I love how Skype lets me talk with Matthew and Natalie. They can understand most of what I say, but if there are a few words that are hard for me to pronounce, I can type them at the bottom of the screen.
One of my biggest regrets is that I didn't take time to make recordings of my voice for my kids. I hope they will remember what I used to sound like. We've never been the kind of family that has spent much time recording our life - or even taking photographs.
I did have a couple of speeches recorded on VHS from Toastmasters meetings in 2001. Yesterday, I took these VHS tapes to 'Disc Hounds', a tape to DVD conversion place near here. I was doing fine until the guy there asked me what I wanted the discs to be called. Instantly, I teared up and had to reach for Kleenex. Wanting them somehow to be a legacy for M. and N. to remember me by seemed so sad. I didn't really want them to be called, "When your mother could talk." I decided to just say "Lisa at Toastmasters."
The vocal quality of the speeches is great. If only the content wasn't so random. One of the speeches is about feng shui, a hobby of mine ten years ago. It seems as dated now as macramé in 1980 or disco in 1990. The other speech won a club contest for humorous speeches. It's funny all right, but it's about a time guys peed on my car when I was sixteen.* So feng shui and pee on my car is my legacy for my kids?!
At least with Skype, M. and N. will understand what I want to tell them in the future. Even without wonderful vocal quality, I can let them know how much I love them.
At the hospital the night before my second tongue surgery.
* So what happened to my car?
I was coming out of the mall one night with a friend of mine when I was sixteen. We noticed four guys getting out of a car at the end of the parking lot. We had never met them before. When you are sixteen, watching guys is almost a full-time job, and we were good at it. We stopped and watched them.
The guys walked right by my car. They paused there for a minute before heading toward the movie theater. We watched them go into the theater and then headed to my car. That's when we saw that while they had been standing there, they had been peeing on my car. There was pee dripping all over one side.

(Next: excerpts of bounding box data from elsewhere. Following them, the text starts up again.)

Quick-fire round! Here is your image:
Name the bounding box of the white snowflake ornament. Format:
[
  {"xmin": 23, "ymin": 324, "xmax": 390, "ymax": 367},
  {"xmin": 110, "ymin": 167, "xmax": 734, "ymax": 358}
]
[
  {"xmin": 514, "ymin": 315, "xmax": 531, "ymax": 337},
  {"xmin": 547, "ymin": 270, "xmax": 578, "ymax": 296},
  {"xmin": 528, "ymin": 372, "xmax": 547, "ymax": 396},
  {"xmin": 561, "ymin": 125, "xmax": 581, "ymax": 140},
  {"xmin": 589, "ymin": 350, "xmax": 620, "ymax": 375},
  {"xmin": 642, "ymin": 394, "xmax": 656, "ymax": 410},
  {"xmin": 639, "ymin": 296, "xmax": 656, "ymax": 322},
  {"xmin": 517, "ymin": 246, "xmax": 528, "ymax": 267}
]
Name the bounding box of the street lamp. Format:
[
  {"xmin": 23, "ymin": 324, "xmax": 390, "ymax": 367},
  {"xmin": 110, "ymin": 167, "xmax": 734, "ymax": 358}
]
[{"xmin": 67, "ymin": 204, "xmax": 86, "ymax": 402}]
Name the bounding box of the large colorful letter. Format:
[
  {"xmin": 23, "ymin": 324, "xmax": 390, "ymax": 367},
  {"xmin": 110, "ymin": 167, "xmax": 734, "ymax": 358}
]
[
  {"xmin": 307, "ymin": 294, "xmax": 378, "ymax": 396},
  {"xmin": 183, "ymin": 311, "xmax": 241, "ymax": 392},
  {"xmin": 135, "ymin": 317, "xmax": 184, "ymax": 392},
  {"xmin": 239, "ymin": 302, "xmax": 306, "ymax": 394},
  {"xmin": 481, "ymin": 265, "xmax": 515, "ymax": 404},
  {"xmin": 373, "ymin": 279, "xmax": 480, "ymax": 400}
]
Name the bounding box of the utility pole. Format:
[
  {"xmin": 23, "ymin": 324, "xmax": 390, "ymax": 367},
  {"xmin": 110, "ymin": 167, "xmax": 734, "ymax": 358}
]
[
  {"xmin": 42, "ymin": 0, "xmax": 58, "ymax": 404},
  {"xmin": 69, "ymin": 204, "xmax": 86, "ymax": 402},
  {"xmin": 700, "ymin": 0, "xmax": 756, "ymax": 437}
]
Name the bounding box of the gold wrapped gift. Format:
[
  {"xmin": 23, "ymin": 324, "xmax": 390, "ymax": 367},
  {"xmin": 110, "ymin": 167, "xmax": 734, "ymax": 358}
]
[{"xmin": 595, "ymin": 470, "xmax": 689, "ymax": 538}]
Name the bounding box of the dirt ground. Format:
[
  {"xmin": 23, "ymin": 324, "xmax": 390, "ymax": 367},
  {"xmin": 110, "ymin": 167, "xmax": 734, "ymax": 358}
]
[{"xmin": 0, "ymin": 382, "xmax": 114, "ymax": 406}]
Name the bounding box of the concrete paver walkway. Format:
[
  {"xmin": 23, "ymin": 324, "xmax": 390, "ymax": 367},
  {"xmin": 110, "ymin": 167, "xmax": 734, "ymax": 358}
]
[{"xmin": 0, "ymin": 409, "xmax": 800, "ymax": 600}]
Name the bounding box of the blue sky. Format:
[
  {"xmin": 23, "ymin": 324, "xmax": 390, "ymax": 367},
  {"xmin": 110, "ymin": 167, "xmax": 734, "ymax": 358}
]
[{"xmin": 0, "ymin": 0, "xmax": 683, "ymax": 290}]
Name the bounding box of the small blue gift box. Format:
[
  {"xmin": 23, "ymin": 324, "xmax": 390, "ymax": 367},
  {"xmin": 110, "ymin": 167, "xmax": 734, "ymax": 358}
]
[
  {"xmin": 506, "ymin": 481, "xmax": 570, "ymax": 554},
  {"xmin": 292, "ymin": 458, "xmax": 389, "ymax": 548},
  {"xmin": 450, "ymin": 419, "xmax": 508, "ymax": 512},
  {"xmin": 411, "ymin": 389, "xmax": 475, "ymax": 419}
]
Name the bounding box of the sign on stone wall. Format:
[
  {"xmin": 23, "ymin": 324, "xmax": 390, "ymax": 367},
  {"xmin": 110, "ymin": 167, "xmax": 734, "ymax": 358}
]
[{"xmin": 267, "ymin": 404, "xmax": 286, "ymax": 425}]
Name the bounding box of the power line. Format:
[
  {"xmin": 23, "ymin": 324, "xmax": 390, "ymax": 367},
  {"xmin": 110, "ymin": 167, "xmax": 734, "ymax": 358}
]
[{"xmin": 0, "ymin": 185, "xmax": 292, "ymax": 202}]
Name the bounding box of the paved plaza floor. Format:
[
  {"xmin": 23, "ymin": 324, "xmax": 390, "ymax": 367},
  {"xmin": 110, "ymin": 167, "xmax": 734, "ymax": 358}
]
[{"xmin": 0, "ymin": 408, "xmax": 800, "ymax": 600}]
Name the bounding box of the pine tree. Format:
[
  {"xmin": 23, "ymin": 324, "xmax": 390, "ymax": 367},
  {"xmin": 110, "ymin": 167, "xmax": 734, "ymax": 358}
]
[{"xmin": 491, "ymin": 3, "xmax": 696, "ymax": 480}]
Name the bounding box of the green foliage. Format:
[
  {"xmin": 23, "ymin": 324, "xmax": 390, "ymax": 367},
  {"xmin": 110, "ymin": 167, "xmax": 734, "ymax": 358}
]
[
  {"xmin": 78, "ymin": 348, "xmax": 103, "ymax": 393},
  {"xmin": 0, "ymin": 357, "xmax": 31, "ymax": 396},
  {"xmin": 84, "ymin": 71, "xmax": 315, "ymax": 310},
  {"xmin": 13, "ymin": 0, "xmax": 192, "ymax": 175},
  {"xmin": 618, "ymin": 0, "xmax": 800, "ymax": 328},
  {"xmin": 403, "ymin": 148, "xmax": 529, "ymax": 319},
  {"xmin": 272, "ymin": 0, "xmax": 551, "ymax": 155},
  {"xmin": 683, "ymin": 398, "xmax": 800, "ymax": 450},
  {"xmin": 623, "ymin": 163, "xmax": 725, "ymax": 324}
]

Quickly, we made up a plan. We had seen the car they had gotten out of. We decided to go back into the drug store by the parking lot. We bought the cheapest, reddest lipstick we could find. Then we went back out to their car and wrote, "YOU PISSERS!" all over it. We wrote on the windshield, the top, and the sides. Then we took the rest of the lipstick and smushed it in the door handles.
We laughed the whole time, wondering what they would think when they came out of the movies.
This remains the best - and most just - story of revenge in my life.
The speech asked the question of whether it is nobler to forgive and turn the other cheek or whether sometimes it is better to create instant Karma Car-ma and just go for revenge.
My legacy? I guess, kids, sometimes revenge is okay. I even - and this surprised me after my recent Clint Eastwood post - ended my speech with a Clint Eastwood quote. "Go ahead, make my day."
Well, such is my legacy! That - and flowers.
Thanks so much Holly B.! The flowers were amazing and the container was, too!